On September 3, 2024, B.C. Reg 140/2024 and B.C. Reg 141/2024, came into force, providing clarity on “prescribed work”:
- Delivery service workers, who are responsible for picking up and delivering online orders.
- Ride-hail service workers, who transport one or more passengers through a ride-hailing online platform.
These two types of “online platform workers” are deemed to be employees and receive protections under the BCESA. These protections include minimum wage, reimbursement for expenses incurred while using a personal vehicle for work, entitlement to tips, provision of wage statements for every pay period, transparency regarding pickup and delivery locations for each assignment, and protections for workers who are suspended or terminated.
One significant distinction between the recent amendments in British Columbia and the legislation in Ontario is that gig workers in Ontario are not recognized as “employees,” while in British Columbia, “online platform workers” are now considered to be “employees.”
Federal: Presumption of Employees
Bill C-69 increases protections for gig workers by strengthening the ban on misclassification. Misclassification means an employee is incorrectly labelled as an independent contractor, which can cause them to lose important rights and benefits.
Now, all workers, including gig workers, are considered employees unless the employer can prove otherwise when their classification is challenged. This means that being an independent contractor will only be seen as an exception in these cases. The employer has the onus to prove that a worker is not an employee.

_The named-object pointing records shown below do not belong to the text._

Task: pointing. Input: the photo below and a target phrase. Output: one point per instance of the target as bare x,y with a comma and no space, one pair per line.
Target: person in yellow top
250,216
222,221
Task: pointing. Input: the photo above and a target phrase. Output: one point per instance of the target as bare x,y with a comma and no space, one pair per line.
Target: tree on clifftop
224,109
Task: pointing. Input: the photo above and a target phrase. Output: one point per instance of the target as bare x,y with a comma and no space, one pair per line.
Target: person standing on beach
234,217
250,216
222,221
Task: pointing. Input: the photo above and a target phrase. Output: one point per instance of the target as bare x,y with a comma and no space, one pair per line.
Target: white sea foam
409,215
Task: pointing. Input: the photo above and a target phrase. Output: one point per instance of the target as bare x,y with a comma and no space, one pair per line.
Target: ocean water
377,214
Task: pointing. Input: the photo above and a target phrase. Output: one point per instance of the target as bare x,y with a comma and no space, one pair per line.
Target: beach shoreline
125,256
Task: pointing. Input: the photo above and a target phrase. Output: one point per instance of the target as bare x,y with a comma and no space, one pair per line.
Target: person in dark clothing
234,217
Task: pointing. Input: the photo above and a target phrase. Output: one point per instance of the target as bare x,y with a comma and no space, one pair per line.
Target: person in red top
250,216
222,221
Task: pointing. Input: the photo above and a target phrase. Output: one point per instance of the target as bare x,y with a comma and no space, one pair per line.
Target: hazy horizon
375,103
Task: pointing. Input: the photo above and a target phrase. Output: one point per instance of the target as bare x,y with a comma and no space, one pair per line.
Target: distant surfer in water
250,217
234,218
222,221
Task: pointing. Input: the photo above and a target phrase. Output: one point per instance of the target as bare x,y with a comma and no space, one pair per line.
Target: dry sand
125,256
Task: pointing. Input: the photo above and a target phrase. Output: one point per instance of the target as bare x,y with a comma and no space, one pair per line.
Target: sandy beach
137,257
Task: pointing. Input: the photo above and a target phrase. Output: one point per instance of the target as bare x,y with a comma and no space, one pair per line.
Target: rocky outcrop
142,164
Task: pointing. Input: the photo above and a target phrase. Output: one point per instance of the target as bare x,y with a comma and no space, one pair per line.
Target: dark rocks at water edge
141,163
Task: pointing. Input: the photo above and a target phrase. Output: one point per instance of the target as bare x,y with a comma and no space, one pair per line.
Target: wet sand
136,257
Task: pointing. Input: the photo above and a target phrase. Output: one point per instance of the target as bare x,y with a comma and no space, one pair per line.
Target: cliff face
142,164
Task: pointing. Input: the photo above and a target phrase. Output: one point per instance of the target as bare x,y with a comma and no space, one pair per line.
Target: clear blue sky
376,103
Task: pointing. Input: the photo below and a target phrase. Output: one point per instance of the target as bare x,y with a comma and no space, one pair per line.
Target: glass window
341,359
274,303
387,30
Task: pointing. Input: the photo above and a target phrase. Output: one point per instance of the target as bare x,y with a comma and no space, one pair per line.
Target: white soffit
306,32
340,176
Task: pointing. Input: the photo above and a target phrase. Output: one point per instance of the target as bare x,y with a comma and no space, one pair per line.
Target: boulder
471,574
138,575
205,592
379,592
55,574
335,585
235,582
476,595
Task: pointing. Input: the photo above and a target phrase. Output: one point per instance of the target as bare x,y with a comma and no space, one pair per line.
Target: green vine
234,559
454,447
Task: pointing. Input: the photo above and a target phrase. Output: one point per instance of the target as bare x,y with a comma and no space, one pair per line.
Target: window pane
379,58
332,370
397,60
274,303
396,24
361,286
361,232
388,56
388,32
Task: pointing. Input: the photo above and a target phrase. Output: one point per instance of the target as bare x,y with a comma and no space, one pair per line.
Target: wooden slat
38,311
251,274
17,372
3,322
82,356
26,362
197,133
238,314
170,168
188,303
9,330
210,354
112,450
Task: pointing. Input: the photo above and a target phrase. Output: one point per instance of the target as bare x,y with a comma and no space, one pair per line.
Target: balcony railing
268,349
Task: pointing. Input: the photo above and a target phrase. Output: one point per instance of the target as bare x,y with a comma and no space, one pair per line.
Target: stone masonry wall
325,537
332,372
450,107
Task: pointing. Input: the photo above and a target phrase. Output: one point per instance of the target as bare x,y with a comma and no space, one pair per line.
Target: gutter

This new law will make it easier to prove that gig workers are employees, ensuring they have the same rights and protections as other employees in federally regulated sectors. However, it will not affect workers who are legitimate independent contractors.
The above changes from 2024 introduce even more nuance to drafting enforceable employment contracts. Employers must adapt to these changes in 2025 to ensure compliance, minimize risks, and improve employment relations.